Other issues in this category (26)
A stack of New Year’s news posts about newly found vulnerabilities affecting all kinds of CPUs led to general panic. Programmers all over the world spent their holidays analysing the vulnerabilities and looking for ways to protect their systems from them. What vulnerabilities are we talking about?
Three were discovered: one of them was called Meltdown (CVE-2017-5754), while the remaining two have collectively been referred to as Spectre (CVE-2017-5753 and CVE-2017-5715). To keep things simple, let's discuss just one of them.

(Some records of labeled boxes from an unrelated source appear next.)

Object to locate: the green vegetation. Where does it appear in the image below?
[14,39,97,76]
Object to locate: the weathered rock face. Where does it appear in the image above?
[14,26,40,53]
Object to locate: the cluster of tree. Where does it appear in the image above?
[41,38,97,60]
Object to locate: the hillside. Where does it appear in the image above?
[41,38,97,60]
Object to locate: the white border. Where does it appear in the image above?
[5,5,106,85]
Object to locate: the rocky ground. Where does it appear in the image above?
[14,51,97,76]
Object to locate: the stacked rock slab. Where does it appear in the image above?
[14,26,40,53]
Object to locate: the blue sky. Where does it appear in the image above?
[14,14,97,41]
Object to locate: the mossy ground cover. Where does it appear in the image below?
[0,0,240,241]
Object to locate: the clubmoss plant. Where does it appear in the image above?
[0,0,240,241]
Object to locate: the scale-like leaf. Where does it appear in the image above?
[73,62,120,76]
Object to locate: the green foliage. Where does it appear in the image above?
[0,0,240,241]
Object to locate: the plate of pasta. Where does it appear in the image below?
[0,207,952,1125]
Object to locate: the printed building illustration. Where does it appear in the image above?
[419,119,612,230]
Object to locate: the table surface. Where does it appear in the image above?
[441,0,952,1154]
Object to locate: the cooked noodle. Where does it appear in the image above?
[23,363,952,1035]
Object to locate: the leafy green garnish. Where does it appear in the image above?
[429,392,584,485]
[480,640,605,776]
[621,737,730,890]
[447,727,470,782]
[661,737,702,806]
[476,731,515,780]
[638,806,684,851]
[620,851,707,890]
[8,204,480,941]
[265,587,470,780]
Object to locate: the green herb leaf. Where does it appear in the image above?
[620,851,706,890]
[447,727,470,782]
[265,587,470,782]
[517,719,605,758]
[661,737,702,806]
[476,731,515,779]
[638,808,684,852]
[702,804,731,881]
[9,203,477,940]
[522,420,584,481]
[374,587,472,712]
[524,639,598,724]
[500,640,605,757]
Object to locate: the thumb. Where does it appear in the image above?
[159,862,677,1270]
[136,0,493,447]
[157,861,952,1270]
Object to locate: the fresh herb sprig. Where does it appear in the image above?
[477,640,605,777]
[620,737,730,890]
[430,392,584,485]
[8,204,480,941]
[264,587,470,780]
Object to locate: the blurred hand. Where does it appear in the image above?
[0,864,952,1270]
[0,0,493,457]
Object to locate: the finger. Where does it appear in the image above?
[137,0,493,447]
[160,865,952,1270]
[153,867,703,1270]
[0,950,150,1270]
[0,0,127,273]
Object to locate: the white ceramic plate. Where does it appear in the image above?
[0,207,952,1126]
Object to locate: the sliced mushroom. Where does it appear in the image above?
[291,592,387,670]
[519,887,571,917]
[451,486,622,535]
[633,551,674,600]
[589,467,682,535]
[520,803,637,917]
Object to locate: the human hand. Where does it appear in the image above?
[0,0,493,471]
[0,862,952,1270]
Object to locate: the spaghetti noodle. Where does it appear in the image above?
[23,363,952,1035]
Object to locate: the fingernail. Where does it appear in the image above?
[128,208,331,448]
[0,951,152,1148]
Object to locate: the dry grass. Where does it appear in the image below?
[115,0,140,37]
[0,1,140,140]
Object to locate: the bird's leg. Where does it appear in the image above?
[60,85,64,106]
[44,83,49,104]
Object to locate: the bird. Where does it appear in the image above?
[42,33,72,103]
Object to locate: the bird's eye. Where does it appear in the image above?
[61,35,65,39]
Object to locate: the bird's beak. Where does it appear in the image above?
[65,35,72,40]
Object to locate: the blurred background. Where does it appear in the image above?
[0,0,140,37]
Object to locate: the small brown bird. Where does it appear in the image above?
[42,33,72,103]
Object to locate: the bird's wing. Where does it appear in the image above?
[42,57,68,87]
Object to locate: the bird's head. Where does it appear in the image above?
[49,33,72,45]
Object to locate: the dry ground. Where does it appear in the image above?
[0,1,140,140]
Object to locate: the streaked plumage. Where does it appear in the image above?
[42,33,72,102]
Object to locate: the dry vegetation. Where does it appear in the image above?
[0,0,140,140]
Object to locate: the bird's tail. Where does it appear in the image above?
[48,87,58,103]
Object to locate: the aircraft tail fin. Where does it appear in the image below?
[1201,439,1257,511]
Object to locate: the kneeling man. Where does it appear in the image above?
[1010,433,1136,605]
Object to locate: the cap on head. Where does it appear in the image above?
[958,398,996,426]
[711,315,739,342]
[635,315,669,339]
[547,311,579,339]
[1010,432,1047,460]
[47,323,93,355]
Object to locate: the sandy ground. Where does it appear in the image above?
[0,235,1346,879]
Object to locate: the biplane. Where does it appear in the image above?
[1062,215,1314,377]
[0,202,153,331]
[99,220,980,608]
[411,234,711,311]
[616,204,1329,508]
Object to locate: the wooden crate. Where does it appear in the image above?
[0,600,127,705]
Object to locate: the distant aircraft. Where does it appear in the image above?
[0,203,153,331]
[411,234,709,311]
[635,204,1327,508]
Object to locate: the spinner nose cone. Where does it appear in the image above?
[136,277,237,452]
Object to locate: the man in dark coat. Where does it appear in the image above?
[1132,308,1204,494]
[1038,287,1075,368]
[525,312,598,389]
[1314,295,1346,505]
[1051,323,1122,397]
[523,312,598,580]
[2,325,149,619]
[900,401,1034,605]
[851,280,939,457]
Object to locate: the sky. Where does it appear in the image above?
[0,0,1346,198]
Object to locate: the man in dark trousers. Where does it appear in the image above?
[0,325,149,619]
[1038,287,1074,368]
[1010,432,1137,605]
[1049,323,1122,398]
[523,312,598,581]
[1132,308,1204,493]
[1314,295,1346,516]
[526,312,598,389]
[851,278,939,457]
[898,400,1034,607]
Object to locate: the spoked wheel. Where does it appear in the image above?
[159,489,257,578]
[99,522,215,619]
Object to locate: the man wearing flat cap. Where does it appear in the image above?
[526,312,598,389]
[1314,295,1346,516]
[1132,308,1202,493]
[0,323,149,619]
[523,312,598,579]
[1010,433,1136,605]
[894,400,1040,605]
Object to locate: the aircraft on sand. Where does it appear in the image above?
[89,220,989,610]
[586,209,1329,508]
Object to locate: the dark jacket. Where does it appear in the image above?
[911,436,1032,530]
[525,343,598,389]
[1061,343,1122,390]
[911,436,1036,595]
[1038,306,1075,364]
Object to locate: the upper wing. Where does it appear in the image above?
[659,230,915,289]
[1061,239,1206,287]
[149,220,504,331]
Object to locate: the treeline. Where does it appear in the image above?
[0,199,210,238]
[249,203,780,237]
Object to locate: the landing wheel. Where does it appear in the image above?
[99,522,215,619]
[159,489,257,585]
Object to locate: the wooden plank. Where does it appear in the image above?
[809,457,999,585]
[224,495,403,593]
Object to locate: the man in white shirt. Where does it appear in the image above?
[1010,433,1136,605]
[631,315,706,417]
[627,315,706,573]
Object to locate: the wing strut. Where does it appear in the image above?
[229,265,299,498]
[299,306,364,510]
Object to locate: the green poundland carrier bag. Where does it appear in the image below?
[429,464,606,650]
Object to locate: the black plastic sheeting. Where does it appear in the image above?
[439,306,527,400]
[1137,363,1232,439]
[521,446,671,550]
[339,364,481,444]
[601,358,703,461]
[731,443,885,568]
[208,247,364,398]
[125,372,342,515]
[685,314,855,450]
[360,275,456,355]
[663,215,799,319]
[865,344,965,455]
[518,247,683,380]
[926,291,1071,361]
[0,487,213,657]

Naturally, users with different privileges can use the same computer. And every user runs applications with various access permissions. Their data is processed by the same CPU(s) in such a way that an application can't access certain information if it is not permitted to do so. Until now, operating system and application vulnerabilities were known to let attackers elevate privileges in order to gain access to private data, but none of the previously discovered flaws pertained to a CPU.
Instead of accessing the physical memory directly, applications operate with virtual address spaces mapped to the physical memory. The ranges of virtual addresses for different applications do not overlap. A piece of hardware called MMU (Memory Management Unit) facilitates control over the address ranges.
It is somewhat similar to virtual machines that each use their own memory which is allocated to them when necessary. The hardware unit ensures that the data used by different processes doesn't overlap. And this appears to be a sound approach, but there’s a catch.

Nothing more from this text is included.